I got up and put my now dirty hands out in defense.
“Who…what are you?” I stammered. The tiger chuckled.
“It does not matter what I am. What matters is what I am going to say.”
The tiger stretched all four legs out, curling his back in the process. When he looked back at me, I could have sworn he was smiling.
“I have come to show you something,” he said.
“Please tell me it’s something that doesn’t involve a four-course meal.” I whispered, as he walked off towards La Calavera Catrina.
I followed behind at a fair distance, allowing myself enough time to run in case he changed his mind. Once we arrived at the statue, I noticed something moving on his back.
“They are my wings, child,” he replied simply, as if he read my mind.
Of course he had wings. Tigers always have wings.
“What exactly did you want to show me?” I asked.
“This” He nodded towards the statue as he said it.
“The Lady of Death? What about her?”
“Do you know what she stands for?”, he looked at me as he asked this.
“She stands…for us to look at her?”
The tiger sighed, rolling his monstrous eyes.
“No. She stands for family and remembrance. She is the reason that we celebrate this night.” He gestured to the families who were smiling and laughing while awaiting their ancestors. The man I’d stolen the tequila from sat beside a single grave, setting the flowers neatly against the stone. He kissed the hard cement as a tear fell from his cheek.
The family I’d stolen the bread from had plenty, but they didn’t seem to want to eat it.
They stared up at the night sky, an arm around every member to keep them all warm.
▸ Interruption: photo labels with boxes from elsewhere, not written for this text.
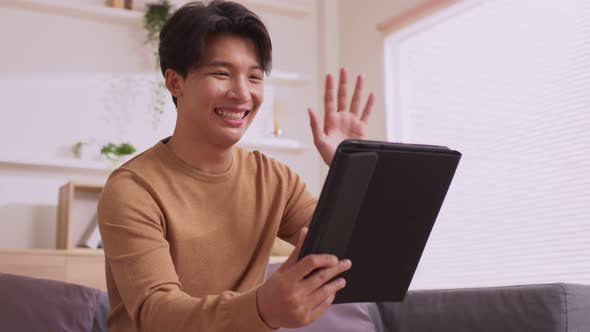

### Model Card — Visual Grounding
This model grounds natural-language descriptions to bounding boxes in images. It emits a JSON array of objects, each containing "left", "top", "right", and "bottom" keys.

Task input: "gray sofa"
[
  {"left": 0, "top": 273, "right": 590, "bottom": 332},
  {"left": 370, "top": 283, "right": 590, "bottom": 332}
]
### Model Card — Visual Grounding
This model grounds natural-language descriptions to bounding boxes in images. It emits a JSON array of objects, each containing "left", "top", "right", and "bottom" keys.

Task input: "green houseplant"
[
  {"left": 100, "top": 143, "right": 136, "bottom": 162},
  {"left": 143, "top": 0, "right": 173, "bottom": 128},
  {"left": 143, "top": 0, "right": 172, "bottom": 52}
]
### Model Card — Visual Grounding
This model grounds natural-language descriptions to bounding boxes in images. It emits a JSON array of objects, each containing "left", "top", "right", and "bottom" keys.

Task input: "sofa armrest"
[{"left": 376, "top": 283, "right": 590, "bottom": 332}]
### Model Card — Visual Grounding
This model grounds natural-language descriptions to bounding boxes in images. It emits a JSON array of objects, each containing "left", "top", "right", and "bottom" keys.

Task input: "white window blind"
[{"left": 386, "top": 0, "right": 590, "bottom": 288}]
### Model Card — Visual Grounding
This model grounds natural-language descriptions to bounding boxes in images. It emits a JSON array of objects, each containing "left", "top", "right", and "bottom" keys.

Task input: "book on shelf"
[{"left": 78, "top": 215, "right": 102, "bottom": 249}]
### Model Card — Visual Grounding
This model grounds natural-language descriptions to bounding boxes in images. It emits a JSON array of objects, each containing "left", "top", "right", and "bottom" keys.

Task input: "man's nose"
[{"left": 228, "top": 78, "right": 250, "bottom": 102}]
“Yeah, well in case you haven’t noticed Mr. Tiger,” I sighed “my family is dead. This day, means nothing to me. My family once celebrated it with open arms, welcoming strangers. But that’s all gone. I have nothing.”
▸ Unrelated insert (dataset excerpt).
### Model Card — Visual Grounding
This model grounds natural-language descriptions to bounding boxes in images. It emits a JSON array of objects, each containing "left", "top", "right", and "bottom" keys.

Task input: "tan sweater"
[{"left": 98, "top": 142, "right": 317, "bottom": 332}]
“Ah, but child, your family isn’t all dead.”
He lifts my head up and points out my brother in the crowd who is calling out, looking for me.
“Your family is right there. And it doesn’t matter what else you have. As long as you have the ones you love, then you are the richest man alive. I should know, I’m dead.” He seemed to think that was rather funny, and to be honest so did I. We sat there laughing for a moment, then suddenly I spotted my brother again and I watched as he came towards me.
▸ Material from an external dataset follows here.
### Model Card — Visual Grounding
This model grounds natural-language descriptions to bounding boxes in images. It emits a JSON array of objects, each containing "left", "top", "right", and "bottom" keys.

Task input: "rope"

“Go to your brother child and remember, nothing is forever.”
I got up and ran. I don’t think in the past few months of thieving, I ever run that fast. But I didn’t care!
“Nickolas?”, my brother called, as I jumped into his arms.
“Where have you been?” he asked starting to weep, “I thought you tried to run away…”
“Not anymore,” I sniffed, “I promise.”
“Good. But who were you talking to over there? I saw your mouth moving, but no one was talking back.”
“You don’t see the…”
As I looked back, I too saw nothing. I got up and looked around but there wasn’t a tiger in sight.
I waited for a moment, remembering what the creature had said, nothing lasts forever.
“Forget it. Now come on, I have some stuff to return. Plus, I want to say hello to Mom and Dad.”